The first step in understanding the importance of nature is making an emotional connection to the environment.  Through our activities, we allow people to be in the great outdoors and so enjoy their time within the natural environment.  We make sure they feel comfortable within these surroundings.  The activities give many opportunities to connect with nature, observing different environments and gaining strong and positive experiences.

We promote and develop environmental knowledge to all colleagues, staff and students. We show how the ecosystems that we visit operate, be that – Sea, Mountain, Gorges, Lakes, Underground or Rivers. Unique flora and fauna is pointed out. The important role played by insects and the roles of birds and animals in the ecosystem are explained. How environments are formed and carved out, such as sea cliffs, gorges, or mountains, can often be plainly seen. We also make sure it is undersood how quickly the ecosystem can be destroyed and how this can impact us all.   

We look at how we impact the venues we visit, whether that is on micro or macro scale.  We look at how we can improve biodiversity and help improve habitats. Within the centre displays point towards to the greater worldwide impact we have on the big issues of climate crisis and plastic.

We look to play a role within Natural Resource Wales ‘Natural Progression‘ and show the multiple benefits.  

Future Steps for Arete

Arete Outdoor Centre will continually review what we do and why.  Asking the question,  is it still good enough? Environmental responsibility will be part of our structured team meetings.

In the future we are currently putting plans in place to install ground source heating in Bryn Eryr and air source heating in the Main Centre.  This will be used for room heating and hot water, through extracting heat from the ground or air passing it through a heat exchange similar to a fridge in reverse.

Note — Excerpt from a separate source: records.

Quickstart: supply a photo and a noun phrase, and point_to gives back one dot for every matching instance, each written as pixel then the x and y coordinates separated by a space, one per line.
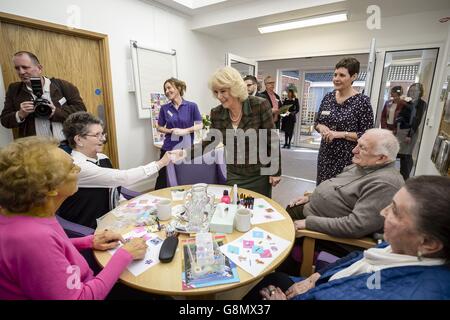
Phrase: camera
pixel 42 107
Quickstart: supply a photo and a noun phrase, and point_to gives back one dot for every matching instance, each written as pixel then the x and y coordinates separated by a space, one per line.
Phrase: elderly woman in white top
pixel 98 181
pixel 413 264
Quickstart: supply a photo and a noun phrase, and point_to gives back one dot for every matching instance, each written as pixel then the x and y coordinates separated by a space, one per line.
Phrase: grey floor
pixel 299 167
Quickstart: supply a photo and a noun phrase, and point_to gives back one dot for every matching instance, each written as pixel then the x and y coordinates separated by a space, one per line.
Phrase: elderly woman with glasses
pixel 413 264
pixel 98 182
pixel 37 259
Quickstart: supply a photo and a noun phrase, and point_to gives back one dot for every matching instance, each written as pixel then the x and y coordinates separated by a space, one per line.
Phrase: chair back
pixel 209 168
pixel 74 230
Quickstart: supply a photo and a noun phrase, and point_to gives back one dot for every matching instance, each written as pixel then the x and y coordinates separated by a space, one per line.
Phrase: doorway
pixel 80 57
pixel 315 75
pixel 408 76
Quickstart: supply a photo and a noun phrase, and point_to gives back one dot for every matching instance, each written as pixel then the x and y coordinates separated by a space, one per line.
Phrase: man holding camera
pixel 38 105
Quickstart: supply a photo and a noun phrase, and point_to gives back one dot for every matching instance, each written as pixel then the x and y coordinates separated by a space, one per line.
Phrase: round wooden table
pixel 165 278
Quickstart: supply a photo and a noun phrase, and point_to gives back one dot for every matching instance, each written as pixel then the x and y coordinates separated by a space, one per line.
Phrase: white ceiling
pixel 233 19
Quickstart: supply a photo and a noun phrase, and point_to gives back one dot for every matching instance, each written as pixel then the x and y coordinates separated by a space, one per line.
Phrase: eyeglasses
pixel 98 135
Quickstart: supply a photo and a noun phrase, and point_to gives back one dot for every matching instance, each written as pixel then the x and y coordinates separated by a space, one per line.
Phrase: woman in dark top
pixel 392 109
pixel 409 120
pixel 244 124
pixel 289 119
pixel 177 120
pixel 344 115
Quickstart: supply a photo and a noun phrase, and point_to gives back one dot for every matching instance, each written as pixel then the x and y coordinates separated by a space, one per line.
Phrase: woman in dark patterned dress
pixel 344 115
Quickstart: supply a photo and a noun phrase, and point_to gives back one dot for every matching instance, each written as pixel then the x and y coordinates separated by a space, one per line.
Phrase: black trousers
pixel 161 181
pixel 288 138
pixel 277 279
pixel 406 164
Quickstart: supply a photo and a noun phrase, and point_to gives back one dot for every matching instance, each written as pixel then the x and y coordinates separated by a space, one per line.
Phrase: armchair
pixel 309 242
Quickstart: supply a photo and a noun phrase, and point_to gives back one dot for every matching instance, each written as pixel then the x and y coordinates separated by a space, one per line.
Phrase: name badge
pixel 62 101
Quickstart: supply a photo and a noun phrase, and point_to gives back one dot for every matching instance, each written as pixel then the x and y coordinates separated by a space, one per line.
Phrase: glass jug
pixel 199 207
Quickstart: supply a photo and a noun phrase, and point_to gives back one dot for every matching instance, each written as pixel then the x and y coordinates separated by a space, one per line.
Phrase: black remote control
pixel 168 249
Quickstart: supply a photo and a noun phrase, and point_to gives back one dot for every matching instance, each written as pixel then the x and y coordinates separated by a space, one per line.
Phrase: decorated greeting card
pixel 255 250
pixel 151 257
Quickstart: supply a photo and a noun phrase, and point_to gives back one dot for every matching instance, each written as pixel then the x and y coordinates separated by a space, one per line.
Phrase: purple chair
pixel 74 230
pixel 129 194
pixel 210 169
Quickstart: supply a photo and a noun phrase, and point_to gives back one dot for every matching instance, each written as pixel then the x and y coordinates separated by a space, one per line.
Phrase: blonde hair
pixel 29 169
pixel 228 77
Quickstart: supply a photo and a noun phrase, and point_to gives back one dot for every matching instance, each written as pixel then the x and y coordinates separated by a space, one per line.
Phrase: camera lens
pixel 42 109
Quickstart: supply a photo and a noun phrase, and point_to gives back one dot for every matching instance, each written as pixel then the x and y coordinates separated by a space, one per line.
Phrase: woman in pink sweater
pixel 37 259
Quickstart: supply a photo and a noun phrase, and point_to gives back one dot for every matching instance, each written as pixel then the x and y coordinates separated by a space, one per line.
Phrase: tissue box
pixel 223 219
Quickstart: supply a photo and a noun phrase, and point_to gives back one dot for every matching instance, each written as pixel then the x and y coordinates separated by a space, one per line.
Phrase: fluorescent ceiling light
pixel 304 22
pixel 195 4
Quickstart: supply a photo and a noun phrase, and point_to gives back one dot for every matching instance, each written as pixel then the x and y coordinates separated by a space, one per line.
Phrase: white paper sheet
pixel 255 250
pixel 152 255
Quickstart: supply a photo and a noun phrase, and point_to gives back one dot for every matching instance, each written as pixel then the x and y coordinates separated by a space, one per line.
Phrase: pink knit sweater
pixel 38 261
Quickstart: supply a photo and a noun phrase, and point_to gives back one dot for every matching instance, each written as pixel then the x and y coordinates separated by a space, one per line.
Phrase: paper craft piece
pixel 145 204
pixel 233 249
pixel 152 255
pixel 248 244
pixel 258 234
pixel 257 249
pixel 252 259
pixel 209 276
pixel 263 212
pixel 266 254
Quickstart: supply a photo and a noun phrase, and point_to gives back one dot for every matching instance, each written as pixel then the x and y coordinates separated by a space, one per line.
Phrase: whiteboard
pixel 151 67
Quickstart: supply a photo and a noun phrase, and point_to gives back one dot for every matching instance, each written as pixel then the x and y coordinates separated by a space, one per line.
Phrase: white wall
pixel 421 30
pixel 343 38
pixel 122 20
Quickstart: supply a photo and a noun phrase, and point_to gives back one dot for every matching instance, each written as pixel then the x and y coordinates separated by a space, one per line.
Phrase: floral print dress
pixel 354 115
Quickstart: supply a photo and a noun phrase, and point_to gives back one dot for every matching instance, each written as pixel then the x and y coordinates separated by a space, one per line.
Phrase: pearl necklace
pixel 236 119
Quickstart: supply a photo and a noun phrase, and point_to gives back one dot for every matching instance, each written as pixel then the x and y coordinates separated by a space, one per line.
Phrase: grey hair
pixel 77 124
pixel 385 143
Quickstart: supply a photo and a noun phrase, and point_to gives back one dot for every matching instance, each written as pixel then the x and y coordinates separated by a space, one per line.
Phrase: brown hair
pixel 180 85
pixel 431 208
pixel 31 55
pixel 351 64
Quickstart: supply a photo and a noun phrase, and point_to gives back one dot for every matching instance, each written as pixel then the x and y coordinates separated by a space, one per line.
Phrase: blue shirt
pixel 182 118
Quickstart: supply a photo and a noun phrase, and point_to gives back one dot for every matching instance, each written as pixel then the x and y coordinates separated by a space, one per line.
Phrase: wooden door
pixel 79 57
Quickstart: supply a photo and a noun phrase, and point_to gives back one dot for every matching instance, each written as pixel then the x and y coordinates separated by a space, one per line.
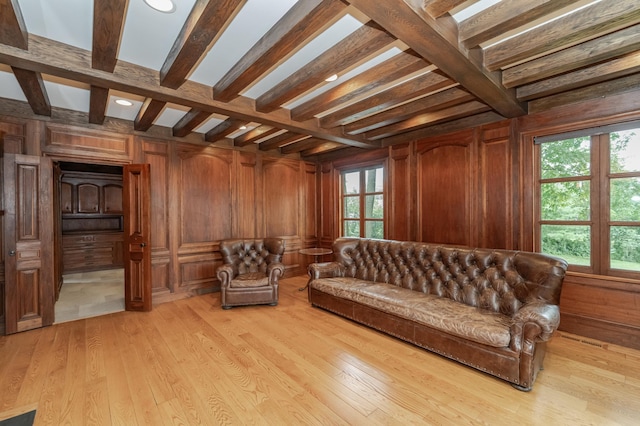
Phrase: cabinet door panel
pixel 88 198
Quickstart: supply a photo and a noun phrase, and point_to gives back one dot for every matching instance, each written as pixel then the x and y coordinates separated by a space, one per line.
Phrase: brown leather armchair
pixel 251 271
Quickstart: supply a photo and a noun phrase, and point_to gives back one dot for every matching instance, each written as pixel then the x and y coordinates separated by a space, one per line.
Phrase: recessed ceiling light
pixel 164 6
pixel 124 102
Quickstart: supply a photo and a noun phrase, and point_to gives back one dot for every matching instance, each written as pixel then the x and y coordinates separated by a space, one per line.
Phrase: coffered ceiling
pixel 253 71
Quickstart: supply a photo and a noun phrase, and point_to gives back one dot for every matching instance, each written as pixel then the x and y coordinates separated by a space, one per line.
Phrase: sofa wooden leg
pixel 522 388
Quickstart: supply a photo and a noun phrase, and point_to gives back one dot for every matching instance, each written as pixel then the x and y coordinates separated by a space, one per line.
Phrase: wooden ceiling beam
pixel 189 121
pixel 34 90
pixel 585 24
pixel 280 140
pixel 429 119
pixel 443 128
pixel 70 62
pixel 445 99
pixel 304 19
pixel 302 145
pixel 356 47
pixel 13 31
pixel 592 52
pixel 504 17
pixel 437 8
pixel 411 89
pixel 224 129
pixel 321 148
pixel 205 24
pixel 150 110
pixel 437 42
pixel 626 65
pixel 98 98
pixel 395 68
pixel 108 24
pixel 254 135
pixel 610 88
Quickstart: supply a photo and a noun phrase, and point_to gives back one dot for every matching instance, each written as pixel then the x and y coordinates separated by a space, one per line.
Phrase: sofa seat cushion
pixel 250 279
pixel 452 317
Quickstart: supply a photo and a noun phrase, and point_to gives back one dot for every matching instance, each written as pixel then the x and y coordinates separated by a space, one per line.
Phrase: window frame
pixel 361 169
pixel 599 178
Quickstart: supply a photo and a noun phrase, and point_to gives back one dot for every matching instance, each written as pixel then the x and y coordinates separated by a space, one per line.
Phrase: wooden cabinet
pixel 91 201
pixel 87 252
pixel 92 220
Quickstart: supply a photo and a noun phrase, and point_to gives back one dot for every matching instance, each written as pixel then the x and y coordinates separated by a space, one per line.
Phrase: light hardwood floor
pixel 190 362
pixel 90 294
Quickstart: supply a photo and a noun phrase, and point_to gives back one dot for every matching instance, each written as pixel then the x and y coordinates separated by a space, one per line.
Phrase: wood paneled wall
pixel 475 187
pixel 200 194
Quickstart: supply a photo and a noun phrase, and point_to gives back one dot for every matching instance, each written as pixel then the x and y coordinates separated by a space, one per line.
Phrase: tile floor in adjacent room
pixel 89 294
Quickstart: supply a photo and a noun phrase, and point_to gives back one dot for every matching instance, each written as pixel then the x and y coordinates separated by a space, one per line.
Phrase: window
pixel 589 198
pixel 363 203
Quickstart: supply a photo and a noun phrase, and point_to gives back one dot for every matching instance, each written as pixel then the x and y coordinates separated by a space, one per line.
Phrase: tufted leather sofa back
pixel 251 255
pixel 497 280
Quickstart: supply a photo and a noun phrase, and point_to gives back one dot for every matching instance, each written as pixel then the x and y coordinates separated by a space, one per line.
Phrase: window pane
pixel 572 243
pixel 374 180
pixel 625 247
pixel 374 229
pixel 351 228
pixel 352 207
pixel 625 199
pixel 351 183
pixel 373 207
pixel 565 200
pixel 625 151
pixel 571 157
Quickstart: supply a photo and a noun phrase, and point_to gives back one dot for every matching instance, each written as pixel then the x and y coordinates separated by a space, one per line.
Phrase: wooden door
pixel 136 202
pixel 28 250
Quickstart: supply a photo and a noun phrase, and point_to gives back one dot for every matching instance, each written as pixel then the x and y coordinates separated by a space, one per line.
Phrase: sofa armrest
pixel 275 270
pixel 325 270
pixel 534 322
pixel 225 274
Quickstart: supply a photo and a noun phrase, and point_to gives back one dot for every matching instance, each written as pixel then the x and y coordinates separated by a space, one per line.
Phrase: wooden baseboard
pixel 606 331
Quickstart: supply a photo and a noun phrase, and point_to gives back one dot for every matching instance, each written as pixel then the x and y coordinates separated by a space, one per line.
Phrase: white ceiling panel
pixel 259 16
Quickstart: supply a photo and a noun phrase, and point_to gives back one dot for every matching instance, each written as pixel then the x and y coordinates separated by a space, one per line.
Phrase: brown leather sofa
pixel 490 309
pixel 251 271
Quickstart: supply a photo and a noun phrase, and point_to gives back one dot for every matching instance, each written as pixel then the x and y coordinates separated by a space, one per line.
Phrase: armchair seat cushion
pixel 250 279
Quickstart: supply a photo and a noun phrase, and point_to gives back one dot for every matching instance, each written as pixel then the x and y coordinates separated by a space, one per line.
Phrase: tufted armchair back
pixel 246 256
pixel 497 280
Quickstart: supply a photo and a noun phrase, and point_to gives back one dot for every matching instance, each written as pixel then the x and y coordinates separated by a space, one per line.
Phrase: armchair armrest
pixel 534 322
pixel 325 270
pixel 275 270
pixel 225 274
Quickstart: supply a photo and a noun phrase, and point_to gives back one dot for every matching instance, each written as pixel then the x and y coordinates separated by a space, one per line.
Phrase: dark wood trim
pixel 108 24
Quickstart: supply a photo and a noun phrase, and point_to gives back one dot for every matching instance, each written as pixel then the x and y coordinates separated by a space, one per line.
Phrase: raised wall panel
pixel 112 195
pixel 246 216
pixel 206 206
pixel 496 188
pixel 156 154
pixel 310 203
pixel 89 145
pixel 444 189
pixel 401 202
pixel 604 309
pixel 328 215
pixel 281 188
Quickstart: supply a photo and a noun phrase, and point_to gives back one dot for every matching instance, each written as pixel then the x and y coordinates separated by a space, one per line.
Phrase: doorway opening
pixel 89 246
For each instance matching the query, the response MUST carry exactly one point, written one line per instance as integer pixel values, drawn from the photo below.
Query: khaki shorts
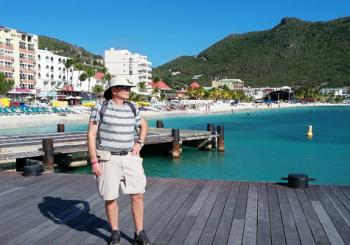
(124, 172)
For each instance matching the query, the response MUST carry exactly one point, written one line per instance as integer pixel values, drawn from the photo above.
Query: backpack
(104, 108)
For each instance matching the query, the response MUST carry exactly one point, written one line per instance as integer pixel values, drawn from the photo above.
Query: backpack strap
(132, 107)
(103, 110)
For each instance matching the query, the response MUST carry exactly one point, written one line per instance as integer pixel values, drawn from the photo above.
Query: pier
(66, 209)
(46, 146)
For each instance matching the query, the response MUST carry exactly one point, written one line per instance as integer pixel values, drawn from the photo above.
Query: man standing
(114, 155)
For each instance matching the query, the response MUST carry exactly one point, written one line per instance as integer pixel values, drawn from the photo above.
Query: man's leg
(137, 210)
(111, 207)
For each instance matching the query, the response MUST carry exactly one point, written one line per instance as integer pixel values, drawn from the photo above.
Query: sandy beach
(8, 122)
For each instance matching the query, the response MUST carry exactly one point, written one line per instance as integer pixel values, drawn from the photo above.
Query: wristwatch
(141, 143)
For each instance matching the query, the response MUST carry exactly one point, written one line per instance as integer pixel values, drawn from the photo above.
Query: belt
(121, 153)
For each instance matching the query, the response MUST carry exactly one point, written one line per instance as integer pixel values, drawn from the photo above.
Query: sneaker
(115, 238)
(141, 239)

We are also considering and aim to:

  • Use rain water better.
  • Within our grounds, make habitat improvements, try and improve biodiversity, introduce bird and bat boxes, plant more trees and more hedge rows.
  • Keep a lookout for manufactures starting to produce electric vans or minibuses.
  • There could be options for a mini wind turbine.
  • Introduce the John Muir Award (Discover / Explore / Conserve / Share.) for Primary school groups on a week long residentials.
  • Look into Accreditation – Carbon Trust Standard, Energy Savings Opportunity Scheme (ESOS), Food for Life (Soil Association), Green Dragon Environmental Standard, Green Key Wales, Green Tourism Standard. This will help is look into detail our current environmental policy.